Hackers working on behalf of the Iranian government are disrupting operations at multiple US critical infrastructure sites, likely in response to the country’s ongoing war with the US, a half-dozen government agencies are warning.
In an advisory published Tuesday, the FBI, Cybersecurity and Infrastructure Security Agency, National Security Agency, Environmental Protection Agency, Department of Energy, and US Cyber Command “urgently” warned that the APT, or advanced persistent threat group, is targeting PLCs, short for programmable logic controllers. These devices, typically the size of a toaster, sit in factories, water treatment centers, oil refineries, and other industrial settings, often in remote locations. They provide an interface between computers used for automation and physical machinery.
Operational disruption and financial loss
“Since at least March 2026, the authoring agencies identified (through engagements with victim organizations) an Iranian-affiliated APT-group that disrupted the function of PLCs,” the advisory stated. “These PLCs were deployed across multiple US critical infrastructure sectors (including Government Services and Facilities, Waste Water Systems (WWS), and Energy sectors) within a wide variety of industrial automation processes. Some of the victims experienced operational disruption and financial loss.”
Among the PLCs being compromised or targeted are those made by Rockwell Automation/Allen-Bradley.
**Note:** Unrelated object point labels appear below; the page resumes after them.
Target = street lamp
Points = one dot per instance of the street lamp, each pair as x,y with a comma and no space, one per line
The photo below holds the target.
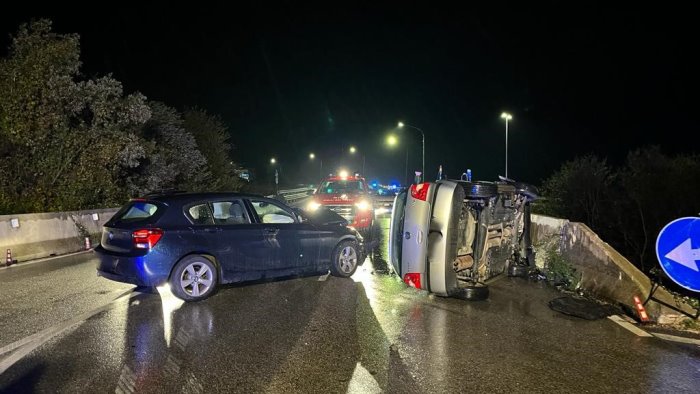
403,125
352,151
392,141
273,161
507,117
320,170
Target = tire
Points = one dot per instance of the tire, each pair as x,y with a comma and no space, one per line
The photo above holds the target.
194,278
345,259
479,189
473,293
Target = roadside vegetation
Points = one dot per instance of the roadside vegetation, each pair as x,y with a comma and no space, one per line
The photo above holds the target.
71,142
627,205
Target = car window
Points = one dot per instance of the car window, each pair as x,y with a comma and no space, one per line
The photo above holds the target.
271,213
341,186
201,214
229,212
138,212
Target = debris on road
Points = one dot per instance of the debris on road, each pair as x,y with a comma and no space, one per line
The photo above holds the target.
582,307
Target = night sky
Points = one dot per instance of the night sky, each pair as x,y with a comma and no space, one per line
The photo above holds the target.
290,79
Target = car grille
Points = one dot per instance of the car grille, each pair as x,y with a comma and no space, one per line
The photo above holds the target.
346,211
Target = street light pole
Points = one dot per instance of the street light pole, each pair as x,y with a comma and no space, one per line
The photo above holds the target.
507,117
402,125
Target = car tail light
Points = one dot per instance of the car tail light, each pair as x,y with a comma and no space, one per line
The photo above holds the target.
420,191
146,238
412,279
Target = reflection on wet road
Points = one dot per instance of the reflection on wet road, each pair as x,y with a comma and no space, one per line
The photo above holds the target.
369,334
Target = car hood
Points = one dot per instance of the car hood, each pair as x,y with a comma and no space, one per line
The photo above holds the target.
325,217
341,198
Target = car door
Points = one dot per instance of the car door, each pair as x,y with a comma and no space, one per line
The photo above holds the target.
281,233
396,231
241,244
416,226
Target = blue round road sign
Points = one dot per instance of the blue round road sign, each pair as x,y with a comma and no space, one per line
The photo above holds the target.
678,251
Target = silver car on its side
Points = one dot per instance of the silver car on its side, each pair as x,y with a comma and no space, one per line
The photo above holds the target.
449,237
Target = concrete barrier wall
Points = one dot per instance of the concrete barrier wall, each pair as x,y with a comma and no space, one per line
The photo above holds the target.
605,273
45,234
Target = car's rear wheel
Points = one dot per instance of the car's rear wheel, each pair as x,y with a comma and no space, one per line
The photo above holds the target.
194,278
479,189
345,259
473,292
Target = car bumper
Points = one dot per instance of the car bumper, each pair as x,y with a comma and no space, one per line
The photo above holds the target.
137,270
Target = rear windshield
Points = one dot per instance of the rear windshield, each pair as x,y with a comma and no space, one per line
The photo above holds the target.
138,212
333,187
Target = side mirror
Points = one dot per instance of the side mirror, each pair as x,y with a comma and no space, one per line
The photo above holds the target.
300,214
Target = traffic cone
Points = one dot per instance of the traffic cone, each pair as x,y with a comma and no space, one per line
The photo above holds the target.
643,317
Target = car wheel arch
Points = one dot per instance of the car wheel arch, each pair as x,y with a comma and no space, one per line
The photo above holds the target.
208,256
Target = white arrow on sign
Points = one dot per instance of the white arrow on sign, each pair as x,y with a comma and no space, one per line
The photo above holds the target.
684,254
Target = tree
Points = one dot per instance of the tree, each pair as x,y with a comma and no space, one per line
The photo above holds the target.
65,139
655,189
212,139
172,158
578,190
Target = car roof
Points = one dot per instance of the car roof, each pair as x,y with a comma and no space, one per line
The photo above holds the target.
191,196
346,178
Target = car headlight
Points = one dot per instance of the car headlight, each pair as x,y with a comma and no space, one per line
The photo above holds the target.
312,206
363,205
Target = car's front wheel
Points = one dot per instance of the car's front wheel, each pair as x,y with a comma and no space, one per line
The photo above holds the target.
194,278
345,259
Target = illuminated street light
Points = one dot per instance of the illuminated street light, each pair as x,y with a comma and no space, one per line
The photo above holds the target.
352,151
507,117
392,141
273,161
403,125
320,170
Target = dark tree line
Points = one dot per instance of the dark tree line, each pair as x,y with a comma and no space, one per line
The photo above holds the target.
69,142
626,206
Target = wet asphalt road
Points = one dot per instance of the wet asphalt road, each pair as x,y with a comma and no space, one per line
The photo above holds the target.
317,334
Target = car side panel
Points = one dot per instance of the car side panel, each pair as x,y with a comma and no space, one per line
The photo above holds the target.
414,248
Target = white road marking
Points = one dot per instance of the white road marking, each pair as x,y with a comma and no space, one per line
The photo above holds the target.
28,344
632,328
677,339
43,259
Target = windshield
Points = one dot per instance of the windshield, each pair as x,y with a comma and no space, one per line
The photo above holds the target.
343,186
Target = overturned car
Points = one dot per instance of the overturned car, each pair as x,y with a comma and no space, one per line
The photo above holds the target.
450,237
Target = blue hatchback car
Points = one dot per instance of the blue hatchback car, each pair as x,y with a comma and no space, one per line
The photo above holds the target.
197,241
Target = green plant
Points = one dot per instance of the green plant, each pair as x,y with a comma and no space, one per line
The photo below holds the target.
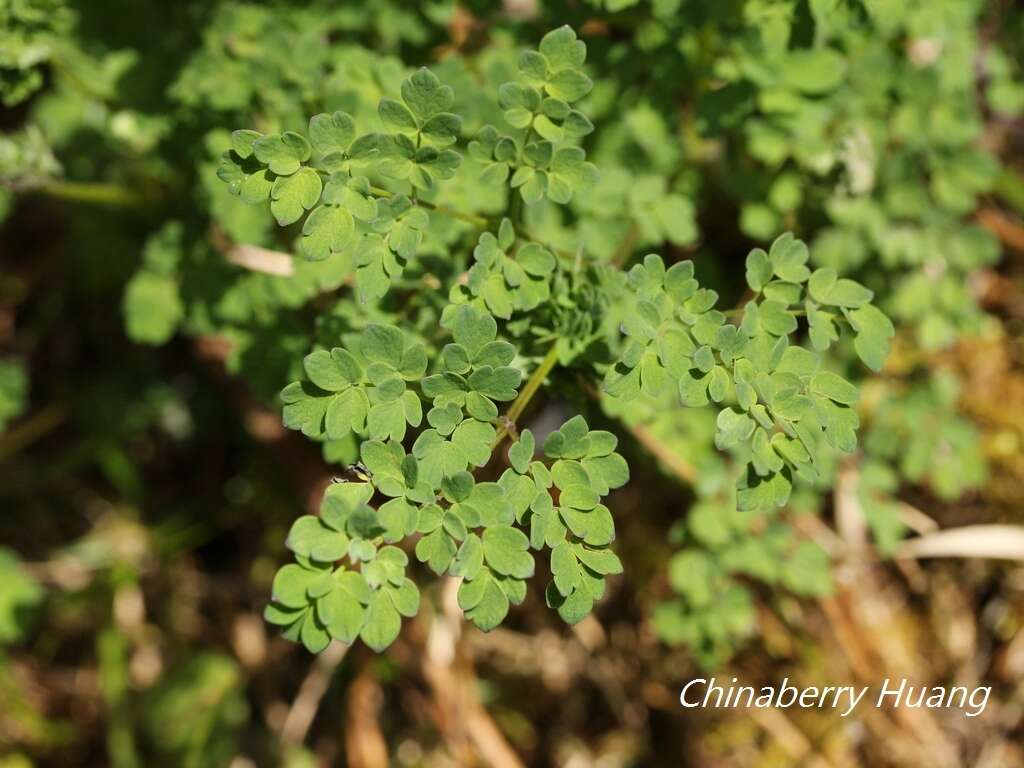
349,578
452,241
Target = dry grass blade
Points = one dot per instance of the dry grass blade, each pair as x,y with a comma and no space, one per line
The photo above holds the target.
999,542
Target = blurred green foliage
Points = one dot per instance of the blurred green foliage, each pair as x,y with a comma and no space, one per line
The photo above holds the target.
394,224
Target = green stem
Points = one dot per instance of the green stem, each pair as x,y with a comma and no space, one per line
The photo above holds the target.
526,394
471,218
86,192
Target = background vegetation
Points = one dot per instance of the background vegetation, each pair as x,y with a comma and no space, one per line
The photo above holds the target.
150,318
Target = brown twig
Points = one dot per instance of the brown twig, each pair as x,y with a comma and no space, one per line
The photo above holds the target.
306,702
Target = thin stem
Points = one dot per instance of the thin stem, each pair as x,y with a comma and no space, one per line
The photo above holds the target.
526,394
471,218
86,192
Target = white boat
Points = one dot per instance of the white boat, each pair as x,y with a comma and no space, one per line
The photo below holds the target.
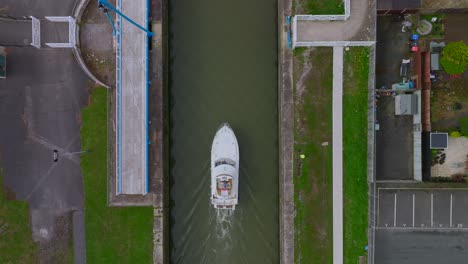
224,169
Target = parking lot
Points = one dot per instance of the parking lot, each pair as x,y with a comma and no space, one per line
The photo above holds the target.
425,209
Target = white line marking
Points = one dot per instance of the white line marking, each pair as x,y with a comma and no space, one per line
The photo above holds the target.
394,212
413,209
388,188
464,229
451,202
432,209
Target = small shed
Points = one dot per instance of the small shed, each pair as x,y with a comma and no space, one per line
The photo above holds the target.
435,61
406,104
439,140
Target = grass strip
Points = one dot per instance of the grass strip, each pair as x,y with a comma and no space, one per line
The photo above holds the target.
113,234
356,74
324,7
313,174
16,243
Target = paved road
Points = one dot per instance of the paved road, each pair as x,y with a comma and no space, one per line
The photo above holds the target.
40,104
337,155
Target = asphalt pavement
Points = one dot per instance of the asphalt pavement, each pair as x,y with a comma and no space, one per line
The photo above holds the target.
40,104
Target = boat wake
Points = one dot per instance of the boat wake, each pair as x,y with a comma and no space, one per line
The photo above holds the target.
223,223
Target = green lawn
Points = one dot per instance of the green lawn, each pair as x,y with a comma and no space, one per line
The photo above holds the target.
313,174
113,235
438,30
324,7
355,87
16,244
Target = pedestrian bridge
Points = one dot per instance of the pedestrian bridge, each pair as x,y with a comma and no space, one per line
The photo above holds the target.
132,99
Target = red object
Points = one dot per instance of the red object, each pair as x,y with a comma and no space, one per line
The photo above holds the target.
455,76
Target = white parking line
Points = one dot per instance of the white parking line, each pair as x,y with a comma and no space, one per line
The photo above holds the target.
432,209
451,202
394,212
413,209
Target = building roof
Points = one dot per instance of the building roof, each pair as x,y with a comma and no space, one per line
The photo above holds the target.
398,4
406,104
439,140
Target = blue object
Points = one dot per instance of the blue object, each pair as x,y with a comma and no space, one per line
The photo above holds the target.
288,24
102,3
114,31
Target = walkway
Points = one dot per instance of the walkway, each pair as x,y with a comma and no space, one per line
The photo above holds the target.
132,99
337,155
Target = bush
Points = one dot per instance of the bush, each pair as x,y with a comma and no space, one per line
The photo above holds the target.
455,57
464,125
455,134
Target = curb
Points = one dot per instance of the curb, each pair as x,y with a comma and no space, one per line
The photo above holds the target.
78,11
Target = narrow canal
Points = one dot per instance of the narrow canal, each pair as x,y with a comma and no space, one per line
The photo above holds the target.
223,68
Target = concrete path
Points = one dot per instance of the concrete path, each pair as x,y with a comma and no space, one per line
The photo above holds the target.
352,29
338,155
132,100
Security firm Censys said Wednesday that an Internet scan it performed identified 5,219 such devices exposed to the Internet. A full 75 percent of them were located in the US and likely in far-off locations where equipment is located. The infrastructure being used to target the devices is a “single multi-home Windows engineering workstation running the Rockwell tool chain.”
“The current campaign involves direct access to internet-exposed PLCs using legitimate vendor software (Rockwell Studio 5000 Logix Designer), enabling actors to interact with project files and manipulate HMI/SCADA display data without requiring zero-day exploitation,” the company said. “Confirmed targeted device families include CompactLogix and Micro850.”
The workstation connects to PLCs using Remote Desktop Protocol over the non-standard TCP port 43589. It uses a self-signed certificate with the common name DESKTOP-BOE5MUC. The hosts also expose a full Windows protocol stack (DCERPC/135, MSMQ, NetBIOS).
Tuesday’s advisory said that other operational technology protocols, such as Modbus S7/10, are also being probed, indicating that PLCs from other manufacturers are also being targeted.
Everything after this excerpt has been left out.